Review of Auto Focus

Auto Focus (2002)
7/10
Powerful but distant and cold (***)
25 November 2002
"Auto Focus" tells the sad, sad true story of Bob Crane, the sitcom star of "Hogan's Heroes" whose life became a rapid downward spiral due to his obsession with sex and homemade pornography. It cost him two marriages, his relationship with his three children, and eventually his life, when he was beaten to death with a tripod in an Arizona motel room in 1978, a murder which is unsolved to this day.

Greg Kinnear, in a very good and convincing performance, plays Crane as a man who is sympathetic and just wants to be liked but is weak in the face of temptation and self-involved. We feel really sorry for him as he lets himself get deeper and deeper into the muck, but it's even sadder because he had no one to blame but himself.

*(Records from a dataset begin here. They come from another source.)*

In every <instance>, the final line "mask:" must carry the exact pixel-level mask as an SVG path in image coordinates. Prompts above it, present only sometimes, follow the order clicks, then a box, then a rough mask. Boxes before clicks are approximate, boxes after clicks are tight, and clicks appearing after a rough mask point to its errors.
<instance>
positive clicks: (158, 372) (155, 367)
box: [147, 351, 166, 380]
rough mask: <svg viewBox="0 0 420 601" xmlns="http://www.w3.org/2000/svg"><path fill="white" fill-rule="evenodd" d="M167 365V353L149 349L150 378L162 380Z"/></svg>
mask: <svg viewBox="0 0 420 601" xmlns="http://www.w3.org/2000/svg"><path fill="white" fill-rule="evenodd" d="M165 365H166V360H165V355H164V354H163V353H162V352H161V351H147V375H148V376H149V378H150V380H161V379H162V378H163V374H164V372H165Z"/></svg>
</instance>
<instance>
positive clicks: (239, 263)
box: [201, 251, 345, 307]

His best friend, John Carpenter (not the horror director), is a tech whiz who always has the very latest video equipment and it is him who led Crane into making homemade pornography. He's played by Willem Dafoe in a great, twitchy performance. Dafoe is so good at playing creepy, greasy characters that it's hard to believe the guy has actually played nice, honorable characters before in movies like "Platoon" and "Mississippi Burning".

There are some problems with "Auto Focus". Even though it has a fascinating story to tell, it never really, REALLY grabbed me the way it should have. The character of Bob Crane is viewed from a distance; even with Kinnear's excellent performance I never felt like I really knew or understood him. As a result, the movie lacks the emotional punch that I felt it should have had.